So there is an iterative process of scanning bitcode files for dependencies.

To be able to support bitcode archives simplifies the process of adding LTO to
existing build system. For example, say, there is a Makefile that generates an
intermediate library libfoo.a that is compiled out of source files liba.cpp and
libb.cpp and is referenced in a source file a.cpp with

#pragma comment(lib, "foo").

Without LTO, running "make all" will put native object files liba.o and libb.o
into libfoo.a. With LTO, running "make all CFLAGS=-flto" will put bitcode files
liba.o and libb.o into libfoo.a; there would be no need to change the Makefile.

Secondly, the libraries referenced in pragma comment lib need to be added to
the input queue to be scanned immediately after the current file. So, for
example, the link order would be different if the library dependencies are
extracted from a merged, post-LTO, object.

rnk added a comment.Dec 26 2013, 11:48 AM

Interesting. This is essentially exposing the info that we would have put into the object file if we had generated one.

include/llvm/Target/TargetLoweringObjectFile.h
60 ↗(On Diff #6220)

This should return a StringRef.

lib/LTO/LTOModule.cpp
817 ↗(On Diff #6220)

Now _deplibs and _linkeropts hold pointers into global metadata. Is that OK? Is that metadata guaranteed to outlive LTOModule? Might be better to copy here.

ygao updated this revision to Unknown Object (????).Jan 7 2014, 3:30 PM

On Sun, Jan 5, 2014 at 4:08 PM, "Duncan P. N. Exon Smith" <dexonsmith@apple.com> wrote:

Thanks for the explanation; I understand the use case now.
LGTM, once you’ve satisfied Reid’s comments about string lifetime.
Duncan
P.S. Sorry for the long delay!

Hi Duncan, thanks again for the review! I only just came back from my vacation yesterday.

On Thu, Dec 26, 2013 at 11:48 AM, "Reid Kleckner" <rnk@google.com> wrote:

Interesting. This is essentially exposing the info that we would have put into the
object file if we had generated one.
================
Comment at: include/llvm/Target/TargetLoweringObjectFile.h:60
@@ +59,3 @@
+ /// option string. Returns NULL if the option does not specify a library.
+ virtual const char *getDepLibFromLinkerOpt(StringRef LinkerOption) const {

+ return NULL;

This should return a StringRef.

Comment at: lib/LTO/LTOModule.cpp:817
@@ +816,3 @@
+ getObjFileLowering().getDepLibFromLinkerOpt(Op))
+ _deplibs.push_back(DepLibName);

+ else if (!Op.empty())

Now _deplibs and _linkeropts hold pointers into global metadata. Is that OK? Is that
metadata guaranteed to outlive LTOModule?
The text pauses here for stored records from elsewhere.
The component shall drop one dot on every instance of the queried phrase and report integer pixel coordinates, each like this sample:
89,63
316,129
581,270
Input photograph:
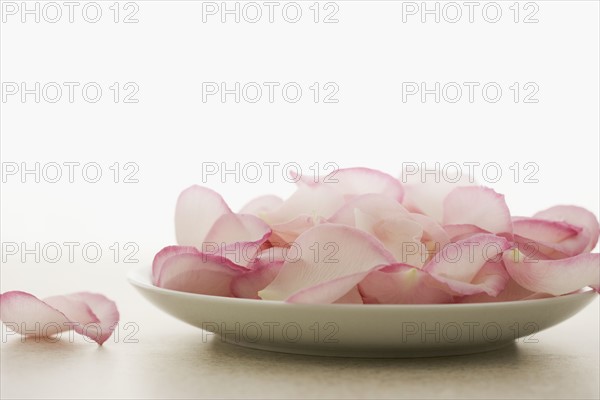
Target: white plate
362,330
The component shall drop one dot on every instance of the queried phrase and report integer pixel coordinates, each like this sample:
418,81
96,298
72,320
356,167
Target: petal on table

Might be better to copy here.

I updated the patch to address both of these points.

I would like to make a somewhat related observation since you mentioned string
lifetime. If you take a look at the _symbols vector inside struct LTOModule, each
NameAndAttributes entry includes both a pointer to the symbol name and a pointer
to the symbol itself (as a GlobalValue). The symbol name referenced from
NameAndAttributes is a copy with a StringSet. The symbol referenced from
the same NameAndAttributes struct does not appear to be a copy; it is just part
of the input llvm::Module. If the symbol is known to have a long lifetime, it
would indicate that the copy of the symbol name is redundant. If the symbol's
lifetime is not guaranteed, then maybe the reference to it could become invalidated
at some point.

rnk added a comment.Jan 8 2014, 9:14 AM

Nick, can you look at this, since it touches the LTO interface? IIRC you had previous objections to having flags in the LTO interface.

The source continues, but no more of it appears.